During the last two decades, each military crisis between India and Pakistan has been followed by attempts at diplomatic rapprochement, which have turned out to be fiascos. The two countries go through sporadic peacemaking efforts, characterized by negotiations. For instance, in January 2004, the then Indian Prime Minister, Atal Behari Vajpayee, and the then Pakistani President, General Pervez Musharraf, agreed “to the resumption of a composite dialogue” on all issues “including Jammu and Kashmir, to the satisfaction of both sides.” Musharraf assured the Indian government that he would not permit “any territory under Pakistan’s control to be used to support terrorism in any manner” (“Text of PM, Musharraf Statement,” The Hindu, 6 January 2004). But this joint statement could not mitigate the existing skepticism.

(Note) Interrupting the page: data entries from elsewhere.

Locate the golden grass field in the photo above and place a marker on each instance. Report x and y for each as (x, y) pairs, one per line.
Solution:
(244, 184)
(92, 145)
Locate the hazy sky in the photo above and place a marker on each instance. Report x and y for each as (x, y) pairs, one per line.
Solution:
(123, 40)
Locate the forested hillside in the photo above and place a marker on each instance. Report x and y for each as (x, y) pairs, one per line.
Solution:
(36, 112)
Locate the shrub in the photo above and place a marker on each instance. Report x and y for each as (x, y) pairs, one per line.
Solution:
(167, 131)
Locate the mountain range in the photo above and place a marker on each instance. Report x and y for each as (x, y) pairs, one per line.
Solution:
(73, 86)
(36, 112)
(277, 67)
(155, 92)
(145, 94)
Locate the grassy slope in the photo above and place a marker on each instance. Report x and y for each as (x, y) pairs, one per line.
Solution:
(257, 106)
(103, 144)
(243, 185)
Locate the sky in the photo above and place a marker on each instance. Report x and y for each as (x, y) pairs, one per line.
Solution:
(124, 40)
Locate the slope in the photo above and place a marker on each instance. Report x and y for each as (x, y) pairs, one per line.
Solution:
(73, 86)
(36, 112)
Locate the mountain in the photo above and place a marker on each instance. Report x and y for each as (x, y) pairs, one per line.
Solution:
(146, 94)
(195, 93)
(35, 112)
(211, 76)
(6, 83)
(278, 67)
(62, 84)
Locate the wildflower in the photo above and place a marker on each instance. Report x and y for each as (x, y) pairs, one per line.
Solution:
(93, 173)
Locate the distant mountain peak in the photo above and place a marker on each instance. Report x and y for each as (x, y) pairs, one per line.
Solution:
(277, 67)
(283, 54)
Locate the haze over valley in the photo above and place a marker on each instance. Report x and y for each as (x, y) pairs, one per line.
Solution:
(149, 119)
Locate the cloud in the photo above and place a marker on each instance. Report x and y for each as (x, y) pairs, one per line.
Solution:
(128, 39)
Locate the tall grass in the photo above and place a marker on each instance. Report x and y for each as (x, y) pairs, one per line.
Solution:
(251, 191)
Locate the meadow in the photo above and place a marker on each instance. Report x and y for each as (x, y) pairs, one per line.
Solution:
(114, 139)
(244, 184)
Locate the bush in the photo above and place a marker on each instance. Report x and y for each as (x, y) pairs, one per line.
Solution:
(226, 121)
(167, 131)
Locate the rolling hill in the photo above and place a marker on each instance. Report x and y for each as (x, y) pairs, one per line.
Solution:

Despite international pressure, the India–Pakistan crisis has not been defused; on the contrary, it is highly volatile. Given their interests in South Asia, Russia and China express, every once in a while, their concern about the brinksmanship between the two countries. In order to facilitate a rapprochement, President Vladimir Putin of Russia offered to play the role of mediator between then Indian Prime Minister Vajpayee and then Pakistani President Musharraf at the scheduled regional summit conference in Almaty, Kazakhistan. Both Putin and the then Chinese President, Jiang Zemin, held talks with Vajpayee and Musharraf in order to create a space for political negotiations. But the two heads of government continued to remain aloof and uncompromisingly condemned each other’s belligerence. The one positive outcome of the summit talks, however, was the proposal of the Indian government for joint patrolling of the Line of Control (LOC) by Indian and Pakistani forces. But the Pakistani government was quick to reject this proposal and expressed the requirement for building a third-party force instead. Subsequently, the lethal and hitherto readily adopted practice of maneuvering a dangerous situation to the limits of tolerance mellowed, due to Vajpayee’s and Musharraf’s judicious approach to nuclear warfare. But the simmering grievances between India and Pakistan, and the distress of the Kashmiri people remained unredressed.
A dozen or more summit conferences have been held between the government heads of India and Pakistan toward the resolution of the Kashmir problem, from Nehru-Liaquat to Vajpayee-Musharaf meetings, laced in between with Soviet-American interventions, and a series of meetings between foreign ministers Swaran Singh and Zulfikar Ali Bhutto, but nothing worth reporting was ever achieved, primarily because the people of J & K were never made a part of these parleys. Without the ability to think beyond UN resolutions, which could entail the creation of an autonomous, semi-sovereign Jammu and Kashmir, with the restoration of internal autonomy as a beginning, the notion of “Kashmir as the core issue between India and Pakistan” will remain an abstraction.